‘To outperform Asean peers’
Debt watcher Standard and Poor’s (S&P) Global Ratings had revised upward its 2016 growth forecast for the Philippines, noting that the country will continue to outperform its Association of Southeast Asian Nations (Asean) peers.
In a report late Tuesday, S&P forecasted the Philippine economy to grow by 6.5 percent this year compared with a previous forecast of 6.1 percent.
The credit watchdog’s latest projection is within the 6 percent to 7 percent gross domestic product (GDP) target of the government, and higher than the 5.9 percent real GDP growth in 2015.
“The Southeast Asian economies are seeing stable growth with the Philippines outperforming the region, given its growing middle class, a business process outsourcing boom, and expansionary fiscal policy with emphasis on public infrastructure,” it said.
For 2017, S&P placed GDP growth at 6.3 percent but did not say why.
The debt watcher has affirmed the Philippines’ investment grade rating on the back of the country’s strong external position.
However, it said the Duterte administration’s campaign against illegal drugs was a threat to the economy and the country’s credit rating.
President Rodrigo Duterte’s strong focus on improving “law and order” supposedly resulted in numerous instances of extrajudicial killings since he came to power, according to S&P.
The situation could undermine respect for the rule of law and human rights, it said.
The credit watchdog believes the pressure on institutional and governance settings has the potential to hamper the ability to develop and implement swift policy responses.
“A higher rating is unlikely over our two-year ratings horizon,” it said.
The country’s economic managers on Wednesday bared their confidence that the country’s investment grade ratings from the three major credit ratings agencies – S&P, Moody’s Investor Service, and Fitch Ratings – will be maintained.
“May I say though that the Standard and Poor’s said that they will maintain our credit rating at least for the moment – they said up to two years,” Finance Secretary Carlos Dominguez 3rd said during a Senate committee hearing on his Cabinet appointment.
“Fitch and Moody’s gave me no indication of a downgrade in credit rating.
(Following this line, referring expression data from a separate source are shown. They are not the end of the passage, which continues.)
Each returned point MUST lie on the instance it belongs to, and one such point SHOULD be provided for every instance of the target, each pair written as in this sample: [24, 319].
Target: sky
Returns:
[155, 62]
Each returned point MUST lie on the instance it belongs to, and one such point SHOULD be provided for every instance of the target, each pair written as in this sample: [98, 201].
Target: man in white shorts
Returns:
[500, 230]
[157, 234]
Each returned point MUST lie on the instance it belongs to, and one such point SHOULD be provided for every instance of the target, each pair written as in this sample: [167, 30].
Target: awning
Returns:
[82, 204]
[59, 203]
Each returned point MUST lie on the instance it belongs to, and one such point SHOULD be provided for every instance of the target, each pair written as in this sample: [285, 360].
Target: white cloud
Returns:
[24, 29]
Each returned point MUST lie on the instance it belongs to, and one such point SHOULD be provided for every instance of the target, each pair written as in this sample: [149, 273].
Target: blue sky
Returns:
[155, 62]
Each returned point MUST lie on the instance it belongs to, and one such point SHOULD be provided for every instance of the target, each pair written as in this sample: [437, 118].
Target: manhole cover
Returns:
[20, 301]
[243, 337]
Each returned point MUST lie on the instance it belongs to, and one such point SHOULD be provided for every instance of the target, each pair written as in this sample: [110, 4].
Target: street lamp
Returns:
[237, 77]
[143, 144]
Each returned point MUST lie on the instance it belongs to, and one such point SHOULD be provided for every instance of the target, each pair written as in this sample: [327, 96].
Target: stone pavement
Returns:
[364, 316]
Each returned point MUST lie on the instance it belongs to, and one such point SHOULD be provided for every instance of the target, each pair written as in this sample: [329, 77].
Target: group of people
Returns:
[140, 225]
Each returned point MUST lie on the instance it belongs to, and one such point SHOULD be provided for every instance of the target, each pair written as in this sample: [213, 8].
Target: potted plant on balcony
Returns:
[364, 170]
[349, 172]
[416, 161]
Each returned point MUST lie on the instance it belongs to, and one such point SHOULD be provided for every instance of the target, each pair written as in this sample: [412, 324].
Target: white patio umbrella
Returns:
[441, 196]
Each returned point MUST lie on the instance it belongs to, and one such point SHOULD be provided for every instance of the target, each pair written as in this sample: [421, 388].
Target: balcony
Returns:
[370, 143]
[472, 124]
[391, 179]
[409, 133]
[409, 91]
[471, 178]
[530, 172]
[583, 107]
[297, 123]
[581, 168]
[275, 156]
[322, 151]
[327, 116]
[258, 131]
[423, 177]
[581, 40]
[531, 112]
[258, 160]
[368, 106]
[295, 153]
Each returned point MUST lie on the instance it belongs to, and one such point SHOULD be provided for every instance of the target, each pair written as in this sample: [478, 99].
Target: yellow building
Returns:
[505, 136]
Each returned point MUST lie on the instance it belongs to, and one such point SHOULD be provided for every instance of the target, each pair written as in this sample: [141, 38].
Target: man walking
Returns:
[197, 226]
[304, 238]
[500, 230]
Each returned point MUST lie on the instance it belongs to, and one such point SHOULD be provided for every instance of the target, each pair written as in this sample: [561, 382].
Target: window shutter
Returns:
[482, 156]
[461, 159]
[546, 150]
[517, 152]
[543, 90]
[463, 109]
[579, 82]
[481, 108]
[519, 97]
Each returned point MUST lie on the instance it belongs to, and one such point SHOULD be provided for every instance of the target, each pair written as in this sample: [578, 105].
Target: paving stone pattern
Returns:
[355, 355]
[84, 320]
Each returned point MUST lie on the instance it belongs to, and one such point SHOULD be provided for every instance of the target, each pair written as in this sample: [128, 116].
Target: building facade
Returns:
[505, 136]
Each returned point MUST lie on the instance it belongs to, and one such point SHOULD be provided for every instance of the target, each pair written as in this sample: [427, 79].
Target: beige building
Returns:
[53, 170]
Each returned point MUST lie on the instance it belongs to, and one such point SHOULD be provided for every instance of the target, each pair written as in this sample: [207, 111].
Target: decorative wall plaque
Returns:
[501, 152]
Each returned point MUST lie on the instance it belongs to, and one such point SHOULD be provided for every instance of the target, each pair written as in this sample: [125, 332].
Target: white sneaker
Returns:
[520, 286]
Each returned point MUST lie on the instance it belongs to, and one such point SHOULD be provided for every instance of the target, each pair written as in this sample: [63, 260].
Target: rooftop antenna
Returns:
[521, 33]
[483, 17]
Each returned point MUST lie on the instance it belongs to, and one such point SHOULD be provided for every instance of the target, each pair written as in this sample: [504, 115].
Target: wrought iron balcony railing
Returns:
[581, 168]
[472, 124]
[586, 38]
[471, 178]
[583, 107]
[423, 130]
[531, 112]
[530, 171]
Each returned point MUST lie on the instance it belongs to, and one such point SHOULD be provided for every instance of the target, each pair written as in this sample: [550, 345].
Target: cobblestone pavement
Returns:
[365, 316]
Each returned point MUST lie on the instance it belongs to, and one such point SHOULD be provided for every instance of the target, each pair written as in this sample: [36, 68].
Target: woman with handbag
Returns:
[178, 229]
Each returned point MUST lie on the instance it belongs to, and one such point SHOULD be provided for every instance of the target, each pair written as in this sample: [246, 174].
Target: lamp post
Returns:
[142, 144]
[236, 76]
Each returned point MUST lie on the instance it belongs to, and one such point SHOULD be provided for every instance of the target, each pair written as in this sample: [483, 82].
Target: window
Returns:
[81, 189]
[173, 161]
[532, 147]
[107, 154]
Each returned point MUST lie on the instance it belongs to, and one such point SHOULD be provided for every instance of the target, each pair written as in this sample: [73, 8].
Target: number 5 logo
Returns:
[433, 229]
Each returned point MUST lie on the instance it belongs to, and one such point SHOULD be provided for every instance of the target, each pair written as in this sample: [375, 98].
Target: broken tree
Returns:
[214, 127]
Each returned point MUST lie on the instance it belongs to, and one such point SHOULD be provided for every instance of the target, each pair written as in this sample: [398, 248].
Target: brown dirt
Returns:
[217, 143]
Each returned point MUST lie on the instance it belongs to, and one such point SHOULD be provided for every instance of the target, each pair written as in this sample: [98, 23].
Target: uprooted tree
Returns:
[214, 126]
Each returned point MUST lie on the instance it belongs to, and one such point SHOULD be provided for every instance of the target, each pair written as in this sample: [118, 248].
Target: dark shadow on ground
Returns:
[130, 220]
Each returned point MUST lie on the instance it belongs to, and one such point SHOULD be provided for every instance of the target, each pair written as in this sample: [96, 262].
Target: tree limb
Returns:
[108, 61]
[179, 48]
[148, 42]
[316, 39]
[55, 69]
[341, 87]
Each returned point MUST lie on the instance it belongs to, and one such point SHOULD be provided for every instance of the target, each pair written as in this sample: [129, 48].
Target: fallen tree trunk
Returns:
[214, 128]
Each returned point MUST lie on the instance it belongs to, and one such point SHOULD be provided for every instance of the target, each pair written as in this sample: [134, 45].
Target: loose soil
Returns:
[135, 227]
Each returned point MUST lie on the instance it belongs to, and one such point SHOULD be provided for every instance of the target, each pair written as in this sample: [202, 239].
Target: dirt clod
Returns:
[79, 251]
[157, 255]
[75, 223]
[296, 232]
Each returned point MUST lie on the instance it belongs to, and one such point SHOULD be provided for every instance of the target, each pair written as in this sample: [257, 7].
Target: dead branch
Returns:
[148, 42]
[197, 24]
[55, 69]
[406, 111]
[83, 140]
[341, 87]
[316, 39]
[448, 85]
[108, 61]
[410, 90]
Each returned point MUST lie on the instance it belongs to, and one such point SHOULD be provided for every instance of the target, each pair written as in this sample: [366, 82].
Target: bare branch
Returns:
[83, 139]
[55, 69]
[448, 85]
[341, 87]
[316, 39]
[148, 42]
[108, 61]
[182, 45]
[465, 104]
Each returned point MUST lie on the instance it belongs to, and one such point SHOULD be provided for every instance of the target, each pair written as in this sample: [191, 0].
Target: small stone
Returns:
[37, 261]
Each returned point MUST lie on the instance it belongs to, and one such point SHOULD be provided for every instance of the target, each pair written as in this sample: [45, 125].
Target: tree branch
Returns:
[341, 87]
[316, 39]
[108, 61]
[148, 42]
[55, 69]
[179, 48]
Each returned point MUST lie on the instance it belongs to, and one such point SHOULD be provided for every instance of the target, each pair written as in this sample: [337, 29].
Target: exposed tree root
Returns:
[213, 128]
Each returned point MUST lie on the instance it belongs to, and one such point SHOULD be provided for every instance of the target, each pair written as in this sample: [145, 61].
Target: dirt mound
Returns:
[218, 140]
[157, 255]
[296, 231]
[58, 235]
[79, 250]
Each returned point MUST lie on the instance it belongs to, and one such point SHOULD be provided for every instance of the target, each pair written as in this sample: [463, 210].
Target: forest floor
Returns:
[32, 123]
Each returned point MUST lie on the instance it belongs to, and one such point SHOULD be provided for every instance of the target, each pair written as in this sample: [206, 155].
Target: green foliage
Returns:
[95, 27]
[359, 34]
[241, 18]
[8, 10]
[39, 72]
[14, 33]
I suppose if it has not improved, the worst case is it will be maintained,” he added.
In his meeting with the credit rating agencies last week in Washington D.C., Dominguez said that the debt watchers seemed satisfied by what the government has presented.
“I cannot read them, but we told them our story and we told them we have already began implementing the program that was announced early in – even before the administration came in,” he said.
Socioeconomic Planning Secretary Ernesto Pernia believes they were able to convince the debt watchers that the country’s macroeconomic fundamentals remain solid.
“If we maintain the performance of the economy, then we can get a further upgrade,” Pernia, who is also the National Economic and Development Authority director general, told reporters on the sidelines of a business forum.
The Philippine economy likely expanded by at least 7 percent in the first three months of the Duterte administration coincided with the third quarter of 2016.
“We hope it [GDP] should be at least 7 percent,” the NEDA chief said.
The expansion in the quarter will be driven by the massive infrastructure spending of the Duterte administration, he added.